Google invests in Magic Leap for more augmented reality

You've probably never heard of Magic Leap, and that's cool (we hadn't either). You might be hearing a lot more from them in the near future, though. The startup just finished a venture capital funding round that garnered them a cool $542 million. Leading that funding round was Google, but not Google Ventures. The company proper is making the investment, which also puts Android and Chrome boss Sundar Pichai on Magic Leap's board. After their tongue-in-cheek cardboard giveaway at Google I/O, it seems augmented and/or virtual reality is a serious game for Google.
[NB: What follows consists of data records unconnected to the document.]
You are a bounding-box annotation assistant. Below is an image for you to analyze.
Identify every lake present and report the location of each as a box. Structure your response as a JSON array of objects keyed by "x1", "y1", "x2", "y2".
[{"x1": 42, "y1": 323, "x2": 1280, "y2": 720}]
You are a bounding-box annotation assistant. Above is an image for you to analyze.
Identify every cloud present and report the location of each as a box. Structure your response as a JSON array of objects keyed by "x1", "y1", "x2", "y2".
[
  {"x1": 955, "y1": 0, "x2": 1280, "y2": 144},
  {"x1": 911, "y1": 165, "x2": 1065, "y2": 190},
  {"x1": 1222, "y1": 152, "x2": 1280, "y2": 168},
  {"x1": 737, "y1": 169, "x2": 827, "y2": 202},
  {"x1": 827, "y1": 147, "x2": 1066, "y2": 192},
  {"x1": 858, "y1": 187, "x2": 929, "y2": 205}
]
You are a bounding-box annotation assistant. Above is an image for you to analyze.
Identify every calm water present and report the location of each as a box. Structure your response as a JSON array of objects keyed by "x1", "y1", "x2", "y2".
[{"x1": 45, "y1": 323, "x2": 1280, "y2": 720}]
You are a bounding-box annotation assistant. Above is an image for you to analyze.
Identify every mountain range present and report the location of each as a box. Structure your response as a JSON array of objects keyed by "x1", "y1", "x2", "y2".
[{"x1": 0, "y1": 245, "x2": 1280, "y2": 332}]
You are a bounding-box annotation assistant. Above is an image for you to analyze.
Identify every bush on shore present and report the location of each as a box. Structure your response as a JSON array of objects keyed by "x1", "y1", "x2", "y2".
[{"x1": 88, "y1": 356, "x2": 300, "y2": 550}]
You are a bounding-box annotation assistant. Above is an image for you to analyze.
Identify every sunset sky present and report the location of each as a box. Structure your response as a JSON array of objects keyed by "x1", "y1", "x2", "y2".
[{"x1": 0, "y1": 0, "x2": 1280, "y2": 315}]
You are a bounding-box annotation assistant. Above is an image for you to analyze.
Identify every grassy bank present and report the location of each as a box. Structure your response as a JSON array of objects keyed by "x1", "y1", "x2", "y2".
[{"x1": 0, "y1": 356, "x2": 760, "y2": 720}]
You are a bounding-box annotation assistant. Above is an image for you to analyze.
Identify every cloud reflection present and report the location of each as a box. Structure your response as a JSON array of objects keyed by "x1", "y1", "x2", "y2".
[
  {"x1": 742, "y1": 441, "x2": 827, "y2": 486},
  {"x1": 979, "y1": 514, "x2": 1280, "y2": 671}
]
Magic Leap is working on something they call "cinematic reality", which is like augmented reality — just a lot more intense. You can get a feel for their vision below. A video from a TEDx talk in Florida from early 2013 attempts to blur the lines between live action and cinematic elements, which might be the point.

The Magic Leap website likely provides a bit more user-focussed use cases for the technology, with things like a tiny elephant being cradled in a hand, then floating upward. I mean, you want that, right?
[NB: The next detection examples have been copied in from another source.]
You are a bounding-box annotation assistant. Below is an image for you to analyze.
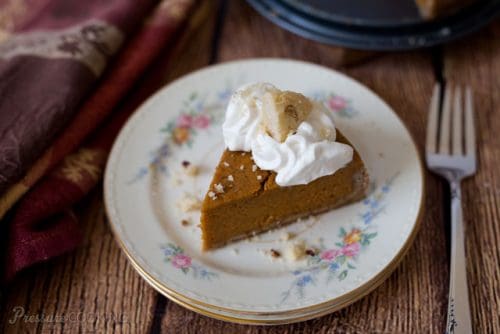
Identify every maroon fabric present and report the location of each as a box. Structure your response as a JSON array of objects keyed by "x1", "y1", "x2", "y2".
[{"x1": 0, "y1": 0, "x2": 154, "y2": 194}]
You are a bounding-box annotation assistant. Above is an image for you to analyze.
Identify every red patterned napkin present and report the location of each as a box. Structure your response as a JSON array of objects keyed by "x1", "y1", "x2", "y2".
[{"x1": 0, "y1": 0, "x2": 194, "y2": 280}]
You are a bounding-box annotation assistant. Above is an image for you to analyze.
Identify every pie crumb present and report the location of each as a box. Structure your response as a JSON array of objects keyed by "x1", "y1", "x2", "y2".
[
  {"x1": 214, "y1": 183, "x2": 224, "y2": 194},
  {"x1": 185, "y1": 164, "x2": 200, "y2": 177},
  {"x1": 177, "y1": 194, "x2": 201, "y2": 212}
]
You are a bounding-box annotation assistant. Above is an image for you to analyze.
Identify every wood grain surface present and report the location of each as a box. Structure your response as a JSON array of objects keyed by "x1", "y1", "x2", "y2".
[{"x1": 0, "y1": 0, "x2": 500, "y2": 334}]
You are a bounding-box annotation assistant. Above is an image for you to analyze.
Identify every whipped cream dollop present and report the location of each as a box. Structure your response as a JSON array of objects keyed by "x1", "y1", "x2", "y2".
[{"x1": 222, "y1": 83, "x2": 353, "y2": 186}]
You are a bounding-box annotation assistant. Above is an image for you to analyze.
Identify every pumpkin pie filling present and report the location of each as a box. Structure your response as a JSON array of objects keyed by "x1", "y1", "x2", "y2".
[{"x1": 200, "y1": 83, "x2": 369, "y2": 250}]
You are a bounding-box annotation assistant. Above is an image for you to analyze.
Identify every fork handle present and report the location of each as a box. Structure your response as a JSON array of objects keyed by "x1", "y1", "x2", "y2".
[{"x1": 446, "y1": 181, "x2": 472, "y2": 334}]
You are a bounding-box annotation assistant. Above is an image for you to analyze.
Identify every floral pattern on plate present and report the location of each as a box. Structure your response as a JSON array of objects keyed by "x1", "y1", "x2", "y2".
[{"x1": 128, "y1": 88, "x2": 232, "y2": 184}]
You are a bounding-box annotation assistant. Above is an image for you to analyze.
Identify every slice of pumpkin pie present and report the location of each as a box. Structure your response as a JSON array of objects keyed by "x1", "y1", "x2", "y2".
[{"x1": 200, "y1": 83, "x2": 368, "y2": 250}]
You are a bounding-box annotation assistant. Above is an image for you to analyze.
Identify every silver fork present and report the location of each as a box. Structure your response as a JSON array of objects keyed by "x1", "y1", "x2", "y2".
[{"x1": 426, "y1": 84, "x2": 476, "y2": 334}]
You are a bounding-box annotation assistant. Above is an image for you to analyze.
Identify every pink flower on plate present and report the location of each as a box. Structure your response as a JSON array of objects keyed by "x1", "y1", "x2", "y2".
[
  {"x1": 193, "y1": 115, "x2": 210, "y2": 129},
  {"x1": 341, "y1": 242, "x2": 361, "y2": 257},
  {"x1": 177, "y1": 115, "x2": 193, "y2": 128},
  {"x1": 319, "y1": 249, "x2": 340, "y2": 261},
  {"x1": 328, "y1": 96, "x2": 347, "y2": 111},
  {"x1": 172, "y1": 254, "x2": 191, "y2": 269}
]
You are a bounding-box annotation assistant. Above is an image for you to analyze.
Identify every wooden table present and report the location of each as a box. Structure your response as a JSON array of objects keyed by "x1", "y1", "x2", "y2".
[{"x1": 0, "y1": 0, "x2": 500, "y2": 333}]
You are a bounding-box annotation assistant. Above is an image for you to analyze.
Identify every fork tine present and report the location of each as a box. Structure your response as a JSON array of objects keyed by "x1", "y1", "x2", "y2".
[
  {"x1": 465, "y1": 86, "x2": 476, "y2": 156},
  {"x1": 451, "y1": 86, "x2": 463, "y2": 155},
  {"x1": 426, "y1": 83, "x2": 441, "y2": 153},
  {"x1": 439, "y1": 85, "x2": 452, "y2": 154}
]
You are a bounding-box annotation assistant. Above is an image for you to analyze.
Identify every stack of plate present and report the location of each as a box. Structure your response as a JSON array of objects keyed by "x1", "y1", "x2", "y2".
[
  {"x1": 248, "y1": 0, "x2": 500, "y2": 50},
  {"x1": 104, "y1": 59, "x2": 423, "y2": 324}
]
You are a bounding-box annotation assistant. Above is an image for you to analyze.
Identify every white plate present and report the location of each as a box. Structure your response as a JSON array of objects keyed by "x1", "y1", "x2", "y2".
[{"x1": 105, "y1": 59, "x2": 423, "y2": 315}]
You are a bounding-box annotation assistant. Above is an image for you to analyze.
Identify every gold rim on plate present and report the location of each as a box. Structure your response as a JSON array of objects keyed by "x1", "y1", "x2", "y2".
[{"x1": 104, "y1": 150, "x2": 425, "y2": 325}]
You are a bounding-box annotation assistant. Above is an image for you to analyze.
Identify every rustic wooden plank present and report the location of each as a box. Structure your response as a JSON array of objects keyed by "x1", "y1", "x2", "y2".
[
  {"x1": 0, "y1": 3, "x2": 220, "y2": 333},
  {"x1": 444, "y1": 21, "x2": 500, "y2": 333},
  {"x1": 163, "y1": 1, "x2": 448, "y2": 333}
]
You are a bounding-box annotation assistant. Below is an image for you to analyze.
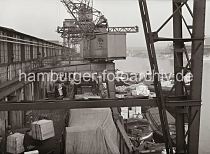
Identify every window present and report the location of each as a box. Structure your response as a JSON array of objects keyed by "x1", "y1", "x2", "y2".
[
  {"x1": 0, "y1": 32, "x2": 8, "y2": 64},
  {"x1": 33, "y1": 41, "x2": 38, "y2": 59},
  {"x1": 13, "y1": 36, "x2": 21, "y2": 62},
  {"x1": 25, "y1": 45, "x2": 31, "y2": 61}
]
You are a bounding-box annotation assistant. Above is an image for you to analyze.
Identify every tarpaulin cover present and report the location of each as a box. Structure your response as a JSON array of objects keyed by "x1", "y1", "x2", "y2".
[{"x1": 66, "y1": 108, "x2": 120, "y2": 154}]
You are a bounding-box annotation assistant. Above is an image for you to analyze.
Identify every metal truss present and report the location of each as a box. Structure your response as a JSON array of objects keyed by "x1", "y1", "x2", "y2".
[{"x1": 139, "y1": 0, "x2": 206, "y2": 154}]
If you consider how that can be applied to things not so off-base, the tech is really exciting. Magic Leap seems to provide spacial context to virtual reality in a whole new way, and not just the 360-degree environment we get with existing technology.
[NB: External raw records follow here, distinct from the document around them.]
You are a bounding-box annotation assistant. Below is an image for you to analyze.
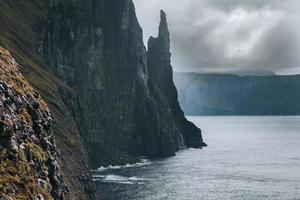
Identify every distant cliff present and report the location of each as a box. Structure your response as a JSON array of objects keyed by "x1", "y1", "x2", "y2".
[
  {"x1": 174, "y1": 73, "x2": 300, "y2": 115},
  {"x1": 0, "y1": 0, "x2": 206, "y2": 200}
]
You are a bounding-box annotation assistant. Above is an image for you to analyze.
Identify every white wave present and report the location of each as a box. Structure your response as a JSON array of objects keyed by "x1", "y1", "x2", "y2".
[
  {"x1": 92, "y1": 159, "x2": 152, "y2": 172},
  {"x1": 93, "y1": 174, "x2": 149, "y2": 184}
]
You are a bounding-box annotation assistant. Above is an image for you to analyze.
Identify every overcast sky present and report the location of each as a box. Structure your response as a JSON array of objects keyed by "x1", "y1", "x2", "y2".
[{"x1": 134, "y1": 0, "x2": 300, "y2": 74}]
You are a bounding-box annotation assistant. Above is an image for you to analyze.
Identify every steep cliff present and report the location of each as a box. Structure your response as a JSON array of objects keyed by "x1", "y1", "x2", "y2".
[
  {"x1": 0, "y1": 47, "x2": 67, "y2": 200},
  {"x1": 148, "y1": 11, "x2": 206, "y2": 149},
  {"x1": 0, "y1": 0, "x2": 205, "y2": 200},
  {"x1": 0, "y1": 0, "x2": 96, "y2": 200},
  {"x1": 175, "y1": 73, "x2": 300, "y2": 115},
  {"x1": 37, "y1": 0, "x2": 203, "y2": 167}
]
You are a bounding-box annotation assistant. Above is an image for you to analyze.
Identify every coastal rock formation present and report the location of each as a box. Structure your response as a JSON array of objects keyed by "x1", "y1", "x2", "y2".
[
  {"x1": 0, "y1": 0, "x2": 205, "y2": 200},
  {"x1": 0, "y1": 47, "x2": 67, "y2": 200},
  {"x1": 37, "y1": 0, "x2": 205, "y2": 167},
  {"x1": 175, "y1": 73, "x2": 300, "y2": 115},
  {"x1": 148, "y1": 11, "x2": 206, "y2": 148}
]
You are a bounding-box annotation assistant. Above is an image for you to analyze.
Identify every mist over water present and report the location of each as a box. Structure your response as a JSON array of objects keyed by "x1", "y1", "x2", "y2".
[{"x1": 94, "y1": 117, "x2": 300, "y2": 200}]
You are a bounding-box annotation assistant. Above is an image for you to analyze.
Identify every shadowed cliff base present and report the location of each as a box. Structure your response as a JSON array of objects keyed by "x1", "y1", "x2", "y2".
[{"x1": 0, "y1": 0, "x2": 205, "y2": 200}]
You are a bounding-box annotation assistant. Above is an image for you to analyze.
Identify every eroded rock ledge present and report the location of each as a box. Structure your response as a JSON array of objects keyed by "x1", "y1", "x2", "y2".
[{"x1": 0, "y1": 47, "x2": 68, "y2": 200}]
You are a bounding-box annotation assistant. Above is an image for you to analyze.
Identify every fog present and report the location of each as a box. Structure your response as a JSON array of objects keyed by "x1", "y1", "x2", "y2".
[{"x1": 134, "y1": 0, "x2": 300, "y2": 74}]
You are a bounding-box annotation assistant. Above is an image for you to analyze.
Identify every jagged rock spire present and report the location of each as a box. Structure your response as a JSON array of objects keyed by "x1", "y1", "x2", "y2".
[{"x1": 158, "y1": 10, "x2": 170, "y2": 50}]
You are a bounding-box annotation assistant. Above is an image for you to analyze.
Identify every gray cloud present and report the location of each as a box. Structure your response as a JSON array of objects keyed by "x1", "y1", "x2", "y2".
[{"x1": 134, "y1": 0, "x2": 300, "y2": 74}]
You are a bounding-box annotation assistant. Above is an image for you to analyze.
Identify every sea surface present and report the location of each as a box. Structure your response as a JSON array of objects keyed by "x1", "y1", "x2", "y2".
[{"x1": 93, "y1": 116, "x2": 300, "y2": 200}]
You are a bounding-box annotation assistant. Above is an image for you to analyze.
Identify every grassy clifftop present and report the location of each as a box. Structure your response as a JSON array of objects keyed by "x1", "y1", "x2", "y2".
[
  {"x1": 0, "y1": 47, "x2": 63, "y2": 200},
  {"x1": 0, "y1": 0, "x2": 95, "y2": 200}
]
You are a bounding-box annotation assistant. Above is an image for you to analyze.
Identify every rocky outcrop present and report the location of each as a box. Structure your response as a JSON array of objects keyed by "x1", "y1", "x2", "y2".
[
  {"x1": 0, "y1": 0, "x2": 205, "y2": 200},
  {"x1": 148, "y1": 11, "x2": 206, "y2": 148},
  {"x1": 37, "y1": 0, "x2": 204, "y2": 167},
  {"x1": 0, "y1": 47, "x2": 64, "y2": 200},
  {"x1": 175, "y1": 73, "x2": 300, "y2": 115},
  {"x1": 0, "y1": 0, "x2": 97, "y2": 200}
]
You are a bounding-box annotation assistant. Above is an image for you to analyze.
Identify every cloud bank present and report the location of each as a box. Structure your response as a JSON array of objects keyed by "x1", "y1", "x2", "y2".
[{"x1": 134, "y1": 0, "x2": 300, "y2": 74}]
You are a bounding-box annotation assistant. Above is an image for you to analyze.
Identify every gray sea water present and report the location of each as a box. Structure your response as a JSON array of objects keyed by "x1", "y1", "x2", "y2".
[{"x1": 94, "y1": 117, "x2": 300, "y2": 200}]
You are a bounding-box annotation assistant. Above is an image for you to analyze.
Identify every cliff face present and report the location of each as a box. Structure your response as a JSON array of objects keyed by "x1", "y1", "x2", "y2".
[
  {"x1": 148, "y1": 11, "x2": 206, "y2": 149},
  {"x1": 0, "y1": 0, "x2": 96, "y2": 200},
  {"x1": 0, "y1": 47, "x2": 63, "y2": 200},
  {"x1": 37, "y1": 0, "x2": 203, "y2": 167},
  {"x1": 175, "y1": 73, "x2": 300, "y2": 115},
  {"x1": 0, "y1": 0, "x2": 205, "y2": 200}
]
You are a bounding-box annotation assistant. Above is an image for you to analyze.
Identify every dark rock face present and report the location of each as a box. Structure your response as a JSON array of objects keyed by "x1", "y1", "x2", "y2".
[
  {"x1": 0, "y1": 0, "x2": 205, "y2": 200},
  {"x1": 148, "y1": 11, "x2": 206, "y2": 149},
  {"x1": 175, "y1": 73, "x2": 300, "y2": 115},
  {"x1": 37, "y1": 0, "x2": 204, "y2": 167}
]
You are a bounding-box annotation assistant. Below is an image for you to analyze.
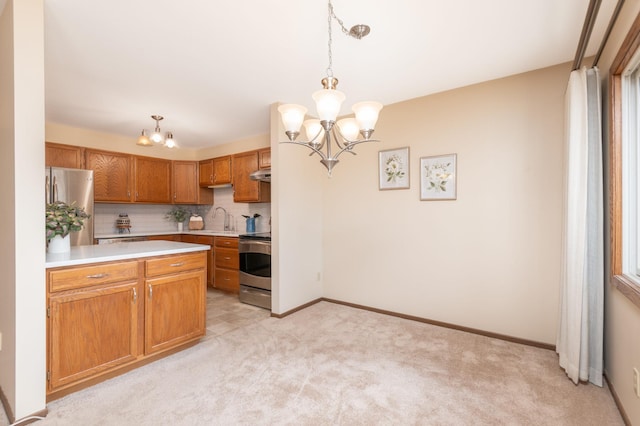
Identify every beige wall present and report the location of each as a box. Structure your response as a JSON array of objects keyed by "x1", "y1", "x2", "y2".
[
  {"x1": 45, "y1": 122, "x2": 269, "y2": 160},
  {"x1": 322, "y1": 64, "x2": 570, "y2": 344},
  {"x1": 270, "y1": 104, "x2": 324, "y2": 314},
  {"x1": 587, "y1": 0, "x2": 640, "y2": 424},
  {"x1": 0, "y1": 0, "x2": 46, "y2": 418}
]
If you want something to really take away from the funding, and Google's involvement, Magic Leap has a few patents that suggest we'll be able to get away from bulky goggles for augmented reality, and rely on a head-mounted projector. Pichai on the board, and Google's investment outside of Ventures, suggests they're looking to acquire Magic Leap — and those patents.

We should also wonder how Google plans to have Magic Leap work with DeepMind, their other augmented reality investment form earlier this year.

The technology is cool, and very forward-thinking. It might also have use for a new 3D movie-going experience, where images simply peel off the screen and float above you. Magic Leap CEO Rony Abovitz says the tech nearly ready to see the light of day on a broad scale, too.

It seems that if VR or augmented reality is the renaissance in computing some think it will be, Google is bringing the psychedelic element.